Üçüncü kişilere ait özel mülkiyete konu taşınmazlarda bulunan yapılar ile Hazineye ait sosyal donatı için tahsisli araziler üzerinde bulunan yapılar bu madde hükümlerinden yararlandırılmaz.

Yapı Kayıt Belgesi, yapının yeniden yapılmasına veya kentsel dönüşüm uygulamasına kadar geçerlidir. Yapı Kayıt Belgesi düzenlenen yapıların yenilenmesi durumunda yürürlükte olan imar mevzuatı hükümleri uygulanır. Yapının depreme dayanıklılığı hususu malikin sorumluluğundadır.

Bu madde hükümleri, 2960 sayılı Boğaziçi Kanunu’nda tanımlanan Boğaziçi sahil şeridi ve öngörünüm bölgesi içinde ekli kroki ile listede sınır ve koordinatları gösterilen alan ile İstanbul tarihi yarımada içinde ekli kroki ile listede sınır ve koordinatları gösterilen alanlarda ve ayrıca 6546 sayılı Çanakkale Savaşları Gelibolu Tarihi Alan Başkanlığı Kurulması Hakkında Kanunun 2’nci maddesinin birinci fıkrasının (e) bendinde belirlenmiş Tarihi Alanda uygulanmaz.”

Geçmiş imar aflarının konusu, ‘‘Tapu Tahsis Belgesi’’ ve ‘‘ıslah imar planları’’ ile imara aykırı taşınmazların yasallaştırılması olmuştur. Tapu Tahsis Belgesi ile İmar Barışı sürecinde

verilen ‘‘Yapı Kayıt Belgesi’’ bazı açılardan benzerlik göstermektedir. Tapu Tahsis Belgesi sadece gecekondu yapıları için verilen bir belge niteliğindeydi ancak yapı kayıt belgesi ise kanunda belirtilen istisnalar dışındaki tüm yapıları kapsamaktadır. Her iki belge de vatandaşa yapısı hakkında güvence vermektedir. Tapu Tahsis Belgesi bulunmayan kişilerin zamanın ilgili kanunu kapsamındaki aftan yararlanmaması gibi bir engel bulunmuyordu.
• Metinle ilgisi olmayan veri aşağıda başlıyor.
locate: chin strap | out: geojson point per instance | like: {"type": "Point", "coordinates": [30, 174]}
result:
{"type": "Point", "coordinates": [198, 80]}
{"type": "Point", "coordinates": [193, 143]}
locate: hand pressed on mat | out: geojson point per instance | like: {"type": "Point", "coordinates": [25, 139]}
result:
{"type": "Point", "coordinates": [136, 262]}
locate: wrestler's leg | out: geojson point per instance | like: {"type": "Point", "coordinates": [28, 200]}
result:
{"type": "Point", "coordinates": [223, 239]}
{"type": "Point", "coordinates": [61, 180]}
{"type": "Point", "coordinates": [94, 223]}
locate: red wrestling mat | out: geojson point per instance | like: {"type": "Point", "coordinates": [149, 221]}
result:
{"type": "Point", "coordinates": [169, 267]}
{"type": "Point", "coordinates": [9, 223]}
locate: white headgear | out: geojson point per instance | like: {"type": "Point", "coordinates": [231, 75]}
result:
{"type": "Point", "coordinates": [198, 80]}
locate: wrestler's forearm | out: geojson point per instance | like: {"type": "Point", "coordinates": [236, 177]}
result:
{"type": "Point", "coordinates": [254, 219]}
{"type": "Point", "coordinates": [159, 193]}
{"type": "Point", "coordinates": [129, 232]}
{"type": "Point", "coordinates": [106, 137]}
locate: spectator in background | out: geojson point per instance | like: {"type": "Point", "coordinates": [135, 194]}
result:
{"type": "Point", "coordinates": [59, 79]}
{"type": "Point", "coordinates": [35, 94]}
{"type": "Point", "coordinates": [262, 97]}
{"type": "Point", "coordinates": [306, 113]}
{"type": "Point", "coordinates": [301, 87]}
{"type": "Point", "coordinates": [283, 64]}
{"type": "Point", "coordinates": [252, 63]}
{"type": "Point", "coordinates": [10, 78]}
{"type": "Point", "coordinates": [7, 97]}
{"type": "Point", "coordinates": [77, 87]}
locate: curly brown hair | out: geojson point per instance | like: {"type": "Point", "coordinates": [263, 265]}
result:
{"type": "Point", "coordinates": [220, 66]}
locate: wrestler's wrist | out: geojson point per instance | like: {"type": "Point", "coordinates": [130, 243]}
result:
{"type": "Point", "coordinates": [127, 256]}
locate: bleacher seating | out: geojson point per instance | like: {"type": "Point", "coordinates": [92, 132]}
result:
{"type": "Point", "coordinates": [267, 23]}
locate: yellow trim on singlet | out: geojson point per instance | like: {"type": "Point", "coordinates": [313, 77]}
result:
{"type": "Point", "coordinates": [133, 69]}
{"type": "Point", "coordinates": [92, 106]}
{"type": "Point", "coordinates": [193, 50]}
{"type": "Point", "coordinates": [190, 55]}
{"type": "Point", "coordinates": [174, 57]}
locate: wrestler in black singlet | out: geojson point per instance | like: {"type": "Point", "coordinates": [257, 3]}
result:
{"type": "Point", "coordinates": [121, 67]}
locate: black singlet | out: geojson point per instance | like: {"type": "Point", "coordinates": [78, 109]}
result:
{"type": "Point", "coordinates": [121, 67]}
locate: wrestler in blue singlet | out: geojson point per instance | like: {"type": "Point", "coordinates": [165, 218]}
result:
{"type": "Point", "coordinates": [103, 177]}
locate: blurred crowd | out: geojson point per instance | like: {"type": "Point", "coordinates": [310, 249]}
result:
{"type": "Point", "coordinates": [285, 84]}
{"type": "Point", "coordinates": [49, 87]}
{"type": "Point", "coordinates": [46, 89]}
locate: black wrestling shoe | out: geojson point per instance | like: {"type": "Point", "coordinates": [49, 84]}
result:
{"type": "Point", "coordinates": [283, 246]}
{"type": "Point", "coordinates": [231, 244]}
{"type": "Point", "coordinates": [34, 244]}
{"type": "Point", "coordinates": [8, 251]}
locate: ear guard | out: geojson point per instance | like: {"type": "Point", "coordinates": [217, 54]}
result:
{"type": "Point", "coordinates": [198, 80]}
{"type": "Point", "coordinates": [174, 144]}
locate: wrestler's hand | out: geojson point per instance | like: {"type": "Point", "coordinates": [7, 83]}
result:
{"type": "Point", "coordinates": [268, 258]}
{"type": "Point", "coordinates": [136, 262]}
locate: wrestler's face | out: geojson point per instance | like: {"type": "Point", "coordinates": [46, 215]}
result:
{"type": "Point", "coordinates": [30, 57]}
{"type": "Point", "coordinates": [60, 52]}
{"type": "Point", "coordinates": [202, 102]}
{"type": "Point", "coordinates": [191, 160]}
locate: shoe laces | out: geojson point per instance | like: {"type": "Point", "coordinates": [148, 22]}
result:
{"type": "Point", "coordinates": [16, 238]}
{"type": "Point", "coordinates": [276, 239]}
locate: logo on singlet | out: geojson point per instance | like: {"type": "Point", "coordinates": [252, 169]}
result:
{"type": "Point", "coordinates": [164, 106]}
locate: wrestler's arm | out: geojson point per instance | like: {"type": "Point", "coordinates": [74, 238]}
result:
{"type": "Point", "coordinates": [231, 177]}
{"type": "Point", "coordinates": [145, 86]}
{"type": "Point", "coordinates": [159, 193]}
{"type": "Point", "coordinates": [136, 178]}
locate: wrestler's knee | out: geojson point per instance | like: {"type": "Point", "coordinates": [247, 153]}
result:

Yapı Kayıt Belgesi aşamasında herhangi bir kroki, proje, çizim istenilmemekte, çok hisseli yapılarda başvuru yapabilmekte ve başvurular e-devlet üzerinden başvuran kişinin beyanı esas alınarak yapılmaktadır. İmar Barışı kapsamından yararlanmak isteyen vatandaşlar bu belgeyi almadan bir sonraki aşamaya geçemez ve hiçbir şekilde kanun hükümlerinden faydalanamazlar (Kasparoğlu, 2019).

İmar barışı uygulamasının avantajlarını şu şekilde sayabiliriz (Özelmacıklı ve Baz, 2018):

 Yapı Kayıt Belgesi alınan arsasında problem olmayan tüm yapıların, maliklerinin tümünün muvafakati ile doğrudan kat mülkiyetine geçilebilecek olması,

 Arsa tapulu taşınmazların da barış kapsamında yasal hale gelecek olması,

 Her iki türdeki yapılar için verilmiş olan yıkım ve para cezalarının iptal edilmesi,

 Şantiye elektriği ve suyu kullanan yapılarda ayrı su, elektrik ve doğalgaz bağlanabilmesi,

 Daha önce yasal olmayan alanları nedeniyle ve yıkım kararı bulunan yapıların krediye uygun hala gelmesi,

 Barış ile vatandaşın yapısını devlete ve belediyeye karşı tanıtabilecek olması ve belediye dosyalarındaki risklerin sona erecek olması,

 Devletin emlak vergi gelirlerinin artacak olması,

 Kat mülkiyetli yapıların tapu işlemlerinde DASK zorunluluğu nedeni ile sigortalılık oranının artabilecek olması.